I managed to stumble down the stairs to the main floor, hid myself under the edge of the balcony, where Alistair had returned to Faunce and the Goose, fooled around straightening out a volume or two here and there among the gardening books and something new on bargello, and sort of wandered nearer the sailor, half circling him all the while,
ready to flee at the slightest sign of disinterest.
From this close, he was taller than I'd expected. Six feet, almost six one. Big shoulders. Incredible deltoids, biceps, buttocks, and thighs outlined and simultaneously gripped by the tight cut of his sailor suit. I found myself thinking that the term "animal grace" had been coined just for him. He was still holding the book in his hands, reading it. I tried to make out the cover and thought it might be a recent anthology of poetry. He shifted his pose in place, and it was like continents gliding across the surface of the planet—and that Michelangelesque face!

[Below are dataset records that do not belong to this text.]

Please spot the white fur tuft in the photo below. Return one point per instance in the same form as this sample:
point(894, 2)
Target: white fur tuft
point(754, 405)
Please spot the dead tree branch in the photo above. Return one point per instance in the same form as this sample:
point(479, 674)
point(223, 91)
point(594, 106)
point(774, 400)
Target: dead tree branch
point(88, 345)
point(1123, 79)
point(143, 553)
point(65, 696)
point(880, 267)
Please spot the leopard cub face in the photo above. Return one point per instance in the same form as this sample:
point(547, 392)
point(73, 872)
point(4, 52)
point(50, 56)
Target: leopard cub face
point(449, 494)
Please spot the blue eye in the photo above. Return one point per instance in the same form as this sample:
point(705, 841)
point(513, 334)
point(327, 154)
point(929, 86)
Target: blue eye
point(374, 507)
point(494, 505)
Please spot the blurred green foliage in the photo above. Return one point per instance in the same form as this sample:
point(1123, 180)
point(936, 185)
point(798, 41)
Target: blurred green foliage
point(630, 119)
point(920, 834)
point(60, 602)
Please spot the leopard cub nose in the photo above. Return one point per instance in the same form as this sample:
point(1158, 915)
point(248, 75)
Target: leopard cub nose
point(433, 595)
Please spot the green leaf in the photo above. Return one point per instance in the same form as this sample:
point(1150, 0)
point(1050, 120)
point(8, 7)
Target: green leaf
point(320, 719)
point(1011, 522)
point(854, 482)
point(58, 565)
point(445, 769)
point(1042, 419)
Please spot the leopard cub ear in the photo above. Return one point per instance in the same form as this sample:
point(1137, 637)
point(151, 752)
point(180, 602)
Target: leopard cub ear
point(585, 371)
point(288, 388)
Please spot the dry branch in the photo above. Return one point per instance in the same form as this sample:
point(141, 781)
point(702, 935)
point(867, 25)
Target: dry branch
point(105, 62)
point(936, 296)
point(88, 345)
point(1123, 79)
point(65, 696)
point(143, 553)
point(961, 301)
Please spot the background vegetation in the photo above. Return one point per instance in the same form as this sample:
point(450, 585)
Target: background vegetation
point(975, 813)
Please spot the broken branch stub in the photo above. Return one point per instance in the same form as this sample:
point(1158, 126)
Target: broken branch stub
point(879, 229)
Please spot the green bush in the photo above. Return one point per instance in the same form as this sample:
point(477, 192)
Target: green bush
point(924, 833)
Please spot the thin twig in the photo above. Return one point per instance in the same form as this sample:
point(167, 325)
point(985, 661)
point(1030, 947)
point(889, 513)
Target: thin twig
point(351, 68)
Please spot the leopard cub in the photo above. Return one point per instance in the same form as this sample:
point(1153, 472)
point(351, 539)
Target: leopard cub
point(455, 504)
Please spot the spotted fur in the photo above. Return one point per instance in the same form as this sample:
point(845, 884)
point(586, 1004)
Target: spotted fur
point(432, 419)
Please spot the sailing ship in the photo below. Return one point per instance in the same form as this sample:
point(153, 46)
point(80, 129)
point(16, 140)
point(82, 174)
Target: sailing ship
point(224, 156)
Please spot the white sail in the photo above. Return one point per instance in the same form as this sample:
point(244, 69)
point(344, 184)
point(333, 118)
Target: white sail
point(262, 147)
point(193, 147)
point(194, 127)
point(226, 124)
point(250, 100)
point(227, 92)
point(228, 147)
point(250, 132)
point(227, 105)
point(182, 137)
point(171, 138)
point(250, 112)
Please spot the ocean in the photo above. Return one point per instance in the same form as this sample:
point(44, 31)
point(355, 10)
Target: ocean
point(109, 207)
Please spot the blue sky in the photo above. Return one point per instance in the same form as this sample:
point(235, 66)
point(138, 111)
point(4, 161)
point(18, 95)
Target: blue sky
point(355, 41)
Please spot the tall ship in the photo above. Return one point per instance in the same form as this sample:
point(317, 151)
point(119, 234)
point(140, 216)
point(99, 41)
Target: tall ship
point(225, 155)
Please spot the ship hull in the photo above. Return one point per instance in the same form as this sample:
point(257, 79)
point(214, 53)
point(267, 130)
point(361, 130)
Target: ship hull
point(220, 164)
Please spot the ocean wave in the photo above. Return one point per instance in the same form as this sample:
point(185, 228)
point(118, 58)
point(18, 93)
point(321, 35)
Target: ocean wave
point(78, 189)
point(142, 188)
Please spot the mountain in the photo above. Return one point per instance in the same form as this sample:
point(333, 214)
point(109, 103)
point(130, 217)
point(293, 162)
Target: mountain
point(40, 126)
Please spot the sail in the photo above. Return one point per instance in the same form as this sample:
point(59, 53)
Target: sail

Just as I was thinking I can't possibly do this, he peeked over the top of the book at me. Almost inhumanly silver-hued eyes set in a bed of black lashes.
"Hi," I said, held my breath, and moved to one side of him, adjusting various books on display that didn't at all need adjusting.
He half smiled. Surprisingly small teeth. Was about to say something.
"You're fine where you are," I said, about to pass by. Understatement of the century.
He put down the book. It was the anthology.
"I should probably buy this," he said in an even-toned baritone. "And not just stand here reading it all." No accent at all. Certainly not from the West or South. Yet not from the Bay Area.
"No problem," I said, trying to move away, yet magnetically held by his field of attraction. At that moment, I realized I would have said 'no problem' if he'd demanded to remain where he was and behead passing customers. Then, in a flash of unexpected poise, I added, regarding the book he'd been perusing, "It's supposed to be a good sampling."
"Is it?" he asked, so intensely naive and questioning I stopped about a tenth of my fidgeting.
"It's supposed to be better than the Oxford Book of American Poetry. Of course this one has English poets too."
"What about this Auden? He considered English or American?"